Given Information
We are given that T is a linear transformation that maps $R^n$ onto $R^n$. We have to Show that $T^{-1}$ exists and maps $R^n$ onto $R^n$. we also have to show that is $T^{-1}$ also one-to-one?

Step-1:
A linear transformation $T : \mathbb { R } ^ { n } \rightarrow \mathbb { R } ^ { m }$ with standard matrix A maps $R^n$ onto $R^n$, if and only if columns of A span $R^n$. Hence the columns of matrix A span span $R^n$.

Step-2:
According to the invertible matrix theorem, if A is an $n \times n$ matrix then the statements, A is an invertible and the columns of A span $R^n$ are equivalent. As the columns of matrix span $R^n$, the matrix A is invertible.

Step-3:
The inverse transformation is given by: \[ T ^ { - 1 } ( \mathbf { x } ) = A ^ { - 1 } ( \mathbf { x } ) \] Thus the linear transformation T is invertible. Hence, inverse of T is \[ T ^ { - 1 } ( \mathbf { x } ) = A ^ { - 1 } ( \mathbf { x } ) \]

Step-4:
If a matrix A is invertible, then its inverse is also invertible. Hence, $A^{-1}$ is invertible. So, invertible matrix theorem is true for $A^{-1}$.

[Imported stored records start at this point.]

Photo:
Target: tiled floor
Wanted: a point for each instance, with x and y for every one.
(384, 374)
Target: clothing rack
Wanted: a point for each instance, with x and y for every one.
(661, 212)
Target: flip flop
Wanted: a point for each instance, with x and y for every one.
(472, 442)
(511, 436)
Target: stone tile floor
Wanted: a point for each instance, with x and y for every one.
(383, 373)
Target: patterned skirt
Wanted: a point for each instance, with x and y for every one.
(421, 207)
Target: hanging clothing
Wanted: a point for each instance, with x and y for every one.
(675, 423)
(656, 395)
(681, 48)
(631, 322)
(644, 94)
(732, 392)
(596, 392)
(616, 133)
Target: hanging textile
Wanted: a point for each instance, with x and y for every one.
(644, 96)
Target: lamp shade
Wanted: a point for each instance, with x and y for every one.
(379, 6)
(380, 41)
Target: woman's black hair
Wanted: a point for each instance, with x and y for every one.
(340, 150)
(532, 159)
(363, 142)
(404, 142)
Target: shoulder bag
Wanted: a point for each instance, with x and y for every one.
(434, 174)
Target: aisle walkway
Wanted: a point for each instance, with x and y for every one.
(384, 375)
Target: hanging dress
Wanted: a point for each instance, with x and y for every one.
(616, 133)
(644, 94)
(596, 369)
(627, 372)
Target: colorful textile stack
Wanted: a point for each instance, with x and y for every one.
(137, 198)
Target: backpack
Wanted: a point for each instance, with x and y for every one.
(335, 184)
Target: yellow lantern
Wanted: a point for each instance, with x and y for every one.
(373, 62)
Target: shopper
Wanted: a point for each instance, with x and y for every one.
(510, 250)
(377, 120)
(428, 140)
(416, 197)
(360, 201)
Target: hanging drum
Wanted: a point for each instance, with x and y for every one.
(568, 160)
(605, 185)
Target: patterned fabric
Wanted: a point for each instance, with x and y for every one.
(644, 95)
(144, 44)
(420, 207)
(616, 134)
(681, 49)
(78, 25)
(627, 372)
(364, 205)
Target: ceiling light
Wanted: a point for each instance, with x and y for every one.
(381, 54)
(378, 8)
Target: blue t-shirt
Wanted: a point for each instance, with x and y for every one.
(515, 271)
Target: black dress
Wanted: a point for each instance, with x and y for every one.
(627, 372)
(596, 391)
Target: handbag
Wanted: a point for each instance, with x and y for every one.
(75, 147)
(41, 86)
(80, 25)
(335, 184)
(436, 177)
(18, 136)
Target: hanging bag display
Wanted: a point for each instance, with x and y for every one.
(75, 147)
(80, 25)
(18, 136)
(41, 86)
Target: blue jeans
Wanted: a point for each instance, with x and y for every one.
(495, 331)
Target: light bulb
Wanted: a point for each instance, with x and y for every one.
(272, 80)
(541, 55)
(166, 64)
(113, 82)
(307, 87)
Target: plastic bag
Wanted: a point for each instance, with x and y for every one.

According to the invertible matrix theorem, if A is an $n \times n$ invertible matrix then the statements, A is an invertible, the linear transformation $\mathbf { x } \mapsto A \mathbf { x }$ is one-to-one and the linear transformation $\mathbf { x } \mapsto A \mathbf { x }$ maps $R^n$ onto $R^n$ are equivalent. Therefore,

As the matrix $A^{-1}$ is the standard matrix for, $T^{-1}$ the linear transformation $T^{-1}$ is one-to-one and maps $R^n$ onto $R^n$